Director David Fincher has been a long-time devotee of Alfred Hitchcock and his latest work seems to be the ultimate love letter to the ‘master of suspense’.
Although no stranger to dark crime dramas – such as Seven (1995) and Zodiac (2007) – Fincher has never really explored the mind of a killer, instead opting to craft impeccable procedurals, filled with dread.
His latest, an adaptation of Gillian Flynn’s best-selling novel, explores what happens when a marriage turns particularly sour: Nick and Amy Dunne (Ben Affleck and Rosamund Pike) have relocated to recession-hit Missouri and when the latter goes missing things really kick off.
To say much more about the plot is tricky because the narrative is filled with startling developments and many hidden pleasures. Even those who have read the book will savour the many twists, turns and dark humour that Fincher puts on screen.
It is some achievement that the director and novelist, adapting her own book, manage to juggle so many plot strands and characters, who include Nick’s loyal sister (Carrie Coon), a local detective (Kim Dickens), Amy’s rich ex-boyfriend (Neil Patrick Harris) and a superstar attorney (Tyler Perry).
That they do so with such precision and skill, will delight fans of the director and the book, but it also marks new ground for one of finest directors working in Hollywood. Previously his films have mainly explored male points of view, but here he delves into the dynamics of men and women.

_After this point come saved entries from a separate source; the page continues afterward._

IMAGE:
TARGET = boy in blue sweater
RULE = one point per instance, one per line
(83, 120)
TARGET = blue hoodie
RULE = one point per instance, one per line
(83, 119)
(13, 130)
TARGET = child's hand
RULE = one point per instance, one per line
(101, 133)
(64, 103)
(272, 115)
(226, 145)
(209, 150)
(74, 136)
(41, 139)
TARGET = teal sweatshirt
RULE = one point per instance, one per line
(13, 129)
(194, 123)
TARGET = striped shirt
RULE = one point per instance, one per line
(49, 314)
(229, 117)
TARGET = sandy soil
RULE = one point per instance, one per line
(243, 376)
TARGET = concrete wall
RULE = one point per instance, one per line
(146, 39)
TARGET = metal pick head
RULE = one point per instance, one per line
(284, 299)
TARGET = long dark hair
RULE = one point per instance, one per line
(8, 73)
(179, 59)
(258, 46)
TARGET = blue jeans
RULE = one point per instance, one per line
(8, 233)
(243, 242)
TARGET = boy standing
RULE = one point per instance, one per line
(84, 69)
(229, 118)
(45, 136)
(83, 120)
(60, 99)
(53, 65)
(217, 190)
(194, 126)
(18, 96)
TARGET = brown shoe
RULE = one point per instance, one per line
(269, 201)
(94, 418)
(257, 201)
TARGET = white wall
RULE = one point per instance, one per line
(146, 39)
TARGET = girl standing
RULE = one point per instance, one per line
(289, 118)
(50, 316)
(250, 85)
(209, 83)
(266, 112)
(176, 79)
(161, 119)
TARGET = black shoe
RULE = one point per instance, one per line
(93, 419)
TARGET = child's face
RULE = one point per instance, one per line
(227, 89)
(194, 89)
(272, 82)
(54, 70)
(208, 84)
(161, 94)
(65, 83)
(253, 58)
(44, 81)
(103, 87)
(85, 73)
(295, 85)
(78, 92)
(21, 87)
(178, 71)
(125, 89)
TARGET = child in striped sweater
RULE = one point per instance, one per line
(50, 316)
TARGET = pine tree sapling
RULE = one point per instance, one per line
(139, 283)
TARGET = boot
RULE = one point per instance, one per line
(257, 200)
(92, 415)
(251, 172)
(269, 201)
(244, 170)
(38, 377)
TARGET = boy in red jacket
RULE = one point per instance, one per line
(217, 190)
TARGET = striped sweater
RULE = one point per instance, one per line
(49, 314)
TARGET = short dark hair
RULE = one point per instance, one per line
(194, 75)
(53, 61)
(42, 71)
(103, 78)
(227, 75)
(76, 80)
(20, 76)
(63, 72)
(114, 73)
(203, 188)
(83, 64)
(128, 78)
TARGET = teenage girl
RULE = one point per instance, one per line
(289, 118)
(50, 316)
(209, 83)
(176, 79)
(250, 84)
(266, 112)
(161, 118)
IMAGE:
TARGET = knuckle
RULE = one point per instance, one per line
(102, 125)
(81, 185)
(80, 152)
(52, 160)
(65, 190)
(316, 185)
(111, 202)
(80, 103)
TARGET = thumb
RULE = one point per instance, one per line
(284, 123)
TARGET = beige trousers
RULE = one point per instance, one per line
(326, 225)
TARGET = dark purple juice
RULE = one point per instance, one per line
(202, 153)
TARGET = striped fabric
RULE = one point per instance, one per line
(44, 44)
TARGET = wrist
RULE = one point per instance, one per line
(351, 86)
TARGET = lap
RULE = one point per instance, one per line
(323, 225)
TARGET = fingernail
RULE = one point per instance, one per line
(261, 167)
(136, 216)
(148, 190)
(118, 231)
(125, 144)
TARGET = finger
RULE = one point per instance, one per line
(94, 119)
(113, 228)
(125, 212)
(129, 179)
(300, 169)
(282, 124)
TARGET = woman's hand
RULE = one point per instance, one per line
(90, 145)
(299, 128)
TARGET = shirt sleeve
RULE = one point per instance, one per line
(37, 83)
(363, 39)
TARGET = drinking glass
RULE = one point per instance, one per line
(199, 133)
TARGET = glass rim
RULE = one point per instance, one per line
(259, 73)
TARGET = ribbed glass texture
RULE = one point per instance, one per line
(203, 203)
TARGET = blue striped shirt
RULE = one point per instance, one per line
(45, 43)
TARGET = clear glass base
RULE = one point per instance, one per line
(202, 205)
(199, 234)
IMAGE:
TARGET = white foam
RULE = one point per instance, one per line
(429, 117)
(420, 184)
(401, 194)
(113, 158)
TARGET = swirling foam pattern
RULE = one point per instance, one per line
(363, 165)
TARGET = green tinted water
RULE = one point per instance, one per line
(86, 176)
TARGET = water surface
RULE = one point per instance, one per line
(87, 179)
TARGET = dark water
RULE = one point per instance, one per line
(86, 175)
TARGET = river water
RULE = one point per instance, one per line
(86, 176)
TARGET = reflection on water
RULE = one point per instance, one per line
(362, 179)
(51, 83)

The institution of marriage, especially the notion of a ‘perfect couple’, is by the end of the movie so prodded and pulled apart that by the end it feels like one of John Doe’s victims in Seven.
Modern, tabloid news coverage is also dissected with a knowing, penetrating wit. Often, the media circus surrounding the case of Nick and the missing ‘Amazing Amy’ resembles the climax of Billy Wilder’s Ace in the Hole (1951), another example of a master auteur and satirist.
However, all roads seem to lead back to Hitchcock. There are so many of his tropes on display here: a ‘wrong man’ setup; an icy blonde; carefully controlled dolly shots and pans; an important shower scene; even sections that resemble the wilder elements of Vertigo (1958) and Marnie (1964).
Unlike some of Brian De Palma’s work, this is more than an elaborate homage: the flashbacks and shifts in perspective provide a solid foundation for the cast to do some of the best work of their careers.
Affleck is perfectly cast and pulls off a role that is trickier than it might appear at first; Pike reveals hidden depths after a recent run of supporting turns; Tyler Perry is a deeply unexpected delight, whilst the rest of the cast all fit neatly into the world Fincher has sculpted.
Trent Reznor’s haunting electronic score adds a rich aural flavour to proceedings, whilst DP Jeff Cronenweth helps provide the customary dark palette that Fincher is so fond of.
Gone Girl is the kind of film that needs to seen again and perhaps demands another review with spoilers, for a full discussion of its many qualities. But for the moment, it is a film you should definitely see, one of the best of the year so far.